To make the notations simpler, a number of extensions have been proposed. They involve no fundamental new language mechanisms, but provide new, more concise notations for existing mechanisms. Examples are:
- Conditional expressions
- Implicit tuple, a rule allowing the omission of brackets for an actual argument when it is a tuple and the last argument, e.g. f (a, b, c) as an abbreviation for f ([a, b, c]) (an example involving just one argument). Tuples already provided the equivalent of a variable-argument ("varargs") facility, but it is made simpler to use with this convention.
- Parenthesis alias, making it possible to write just f (x, y) when f is an agent (closure, lambda expression, delegate etc. in other terminologies), i.e. treating f as if it were a function; the notation is simply an abbreviation for f.item ([x, y]) (this example also takes advantage of implicit tuples). It has many other applications since a "parenthesis alias" can be defined for a feature of any class.
- Avoiding explicit assignments to Result.

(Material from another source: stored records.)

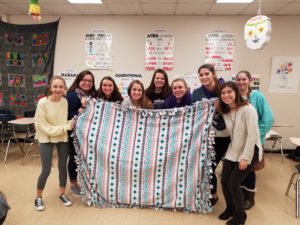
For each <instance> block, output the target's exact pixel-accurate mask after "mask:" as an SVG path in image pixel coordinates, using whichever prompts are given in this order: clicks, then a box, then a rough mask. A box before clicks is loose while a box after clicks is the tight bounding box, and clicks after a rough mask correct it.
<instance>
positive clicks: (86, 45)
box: [85, 31, 112, 70]
mask: <svg viewBox="0 0 300 225" xmlns="http://www.w3.org/2000/svg"><path fill="white" fill-rule="evenodd" d="M111 46H112V34H111V33H105V32H103V31H93V32H90V33H86V35H85V67H86V68H87V69H98V70H111V69H112V51H111Z"/></svg>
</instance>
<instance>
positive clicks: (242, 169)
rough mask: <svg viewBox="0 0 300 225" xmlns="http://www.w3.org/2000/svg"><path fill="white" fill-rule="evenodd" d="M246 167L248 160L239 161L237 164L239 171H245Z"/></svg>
mask: <svg viewBox="0 0 300 225" xmlns="http://www.w3.org/2000/svg"><path fill="white" fill-rule="evenodd" d="M247 166H248V160H246V159H241V161H240V163H239V169H240V170H245V169H247Z"/></svg>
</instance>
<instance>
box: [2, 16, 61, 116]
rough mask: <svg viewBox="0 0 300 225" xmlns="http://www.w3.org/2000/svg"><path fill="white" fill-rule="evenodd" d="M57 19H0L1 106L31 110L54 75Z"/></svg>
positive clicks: (22, 109) (17, 108) (19, 113)
mask: <svg viewBox="0 0 300 225" xmlns="http://www.w3.org/2000/svg"><path fill="white" fill-rule="evenodd" d="M57 27H58V21H56V22H53V23H46V24H36V25H16V24H10V23H5V22H3V21H1V20H0V107H1V108H4V109H9V110H10V111H13V112H14V114H16V115H23V113H24V111H34V110H35V109H36V105H37V103H38V101H39V99H41V98H42V97H43V96H45V92H46V90H47V85H48V80H49V79H50V78H51V77H52V75H53V64H54V52H55V43H56V34H57Z"/></svg>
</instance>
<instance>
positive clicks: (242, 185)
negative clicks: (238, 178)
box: [235, 71, 274, 210]
mask: <svg viewBox="0 0 300 225" xmlns="http://www.w3.org/2000/svg"><path fill="white" fill-rule="evenodd" d="M235 79H236V84H237V85H238V87H239V90H240V92H241V95H242V97H243V98H244V99H247V100H249V101H250V103H251V104H252V105H253V106H254V108H255V109H256V112H257V114H258V127H259V133H260V141H261V144H264V142H265V138H266V134H267V133H268V131H269V130H270V129H271V127H272V126H273V122H274V116H273V113H272V110H271V108H270V106H269V104H268V102H267V100H266V98H265V97H264V96H263V94H262V93H261V92H260V91H258V90H251V87H250V81H251V74H250V73H249V72H248V71H240V72H238V74H237V75H236V77H235ZM255 186H256V175H255V172H254V171H252V172H251V173H250V174H249V175H248V176H247V177H246V179H245V180H244V182H243V183H242V185H241V188H242V190H243V193H244V209H246V210H247V209H250V208H252V207H253V206H254V204H255V201H254V197H255V191H256V188H255Z"/></svg>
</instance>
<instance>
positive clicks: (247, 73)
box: [235, 70, 252, 99]
mask: <svg viewBox="0 0 300 225" xmlns="http://www.w3.org/2000/svg"><path fill="white" fill-rule="evenodd" d="M241 73H244V74H246V76H247V77H248V79H249V82H250V81H251V74H250V73H249V71H247V70H241V71H240V72H238V73H237V75H236V76H235V80H236V79H237V77H238V76H239V75H240V74H241ZM251 91H252V89H251V87H250V83H249V86H248V92H247V98H248V99H249V98H250V93H251Z"/></svg>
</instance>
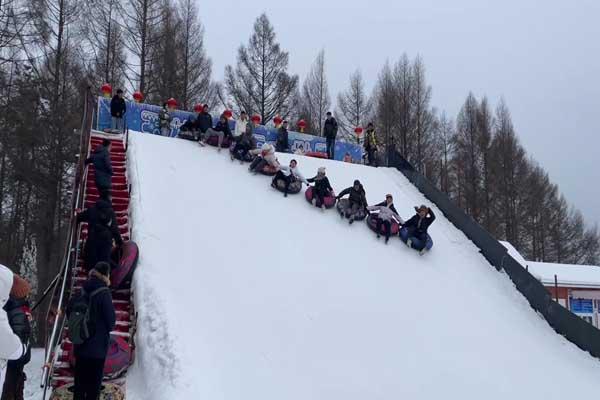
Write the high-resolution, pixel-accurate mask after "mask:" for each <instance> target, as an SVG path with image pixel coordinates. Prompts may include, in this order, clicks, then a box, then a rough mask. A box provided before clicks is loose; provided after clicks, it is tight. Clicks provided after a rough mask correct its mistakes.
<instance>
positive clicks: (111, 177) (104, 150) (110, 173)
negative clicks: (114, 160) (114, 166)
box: [85, 146, 113, 188]
mask: <svg viewBox="0 0 600 400" xmlns="http://www.w3.org/2000/svg"><path fill="white" fill-rule="evenodd" d="M85 163H86V165H87V164H90V163H91V164H94V169H95V170H96V186H99V187H103V188H110V187H112V176H113V169H112V162H111V161H110V154H109V152H108V148H106V147H104V146H99V147H97V148H96V149H95V150H94V152H93V153H92V154H91V155H90V157H89V158H88V159H87V160H85Z"/></svg>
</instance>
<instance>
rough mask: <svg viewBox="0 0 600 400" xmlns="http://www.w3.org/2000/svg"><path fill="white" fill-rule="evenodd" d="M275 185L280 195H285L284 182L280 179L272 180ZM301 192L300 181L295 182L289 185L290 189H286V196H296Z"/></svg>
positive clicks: (293, 181) (300, 185)
mask: <svg viewBox="0 0 600 400" xmlns="http://www.w3.org/2000/svg"><path fill="white" fill-rule="evenodd" d="M273 181H274V183H275V188H276V189H277V190H279V191H280V192H281V193H285V181H283V180H282V179H275V178H273ZM301 190H302V181H299V180H295V181H293V182H292V183H290V187H289V188H288V194H297V193H300V191H301Z"/></svg>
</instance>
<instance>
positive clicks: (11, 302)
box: [2, 274, 31, 400]
mask: <svg viewBox="0 0 600 400" xmlns="http://www.w3.org/2000/svg"><path fill="white" fill-rule="evenodd" d="M30 292H31V287H30V286H29V283H28V282H27V281H26V280H25V279H23V278H21V277H20V276H18V275H17V274H14V278H13V287H12V290H11V291H10V298H9V300H8V301H7V302H6V304H5V305H4V307H3V308H4V311H6V315H7V317H8V323H9V324H10V327H11V328H12V330H13V332H14V333H15V334H16V335H17V336H18V337H19V339H21V342H22V343H29V338H30V336H31V309H30V306H29V301H28V299H27V297H28V296H29V293H30ZM30 360H31V347H30V346H27V352H26V353H25V354H24V355H23V357H21V358H19V359H18V360H10V361H8V363H7V368H6V378H5V380H4V387H3V388H2V400H5V399H7V400H17V399H23V398H24V390H25V381H26V378H27V377H26V376H25V372H24V371H23V370H24V368H25V365H27V363H29V361H30Z"/></svg>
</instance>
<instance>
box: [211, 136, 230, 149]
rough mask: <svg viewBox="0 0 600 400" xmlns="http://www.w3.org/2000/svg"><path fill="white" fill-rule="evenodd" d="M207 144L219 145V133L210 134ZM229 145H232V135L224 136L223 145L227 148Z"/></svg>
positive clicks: (223, 146)
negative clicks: (231, 144) (231, 138)
mask: <svg viewBox="0 0 600 400" xmlns="http://www.w3.org/2000/svg"><path fill="white" fill-rule="evenodd" d="M206 144H210V145H211V146H215V147H217V145H218V144H219V137H218V136H217V135H210V136H209V137H208V138H207V139H206ZM229 146H231V137H229V136H227V137H224V138H223V142H221V147H223V148H226V147H229Z"/></svg>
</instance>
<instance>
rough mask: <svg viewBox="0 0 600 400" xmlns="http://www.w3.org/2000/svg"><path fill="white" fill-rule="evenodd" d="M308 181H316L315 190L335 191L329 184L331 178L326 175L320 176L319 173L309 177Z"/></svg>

- Type inference (to avoid explicitly specifying the type when it can be deduced from the context). This is a facility for the programmer, useful in particular for local variables, but does not affect the type system: Eiffel remains strongly typed, it is just that you can be lazy about writing the type when there is no ambiguity.
- In the same vein, omitting the entire list of generic parameters when it can be inferred.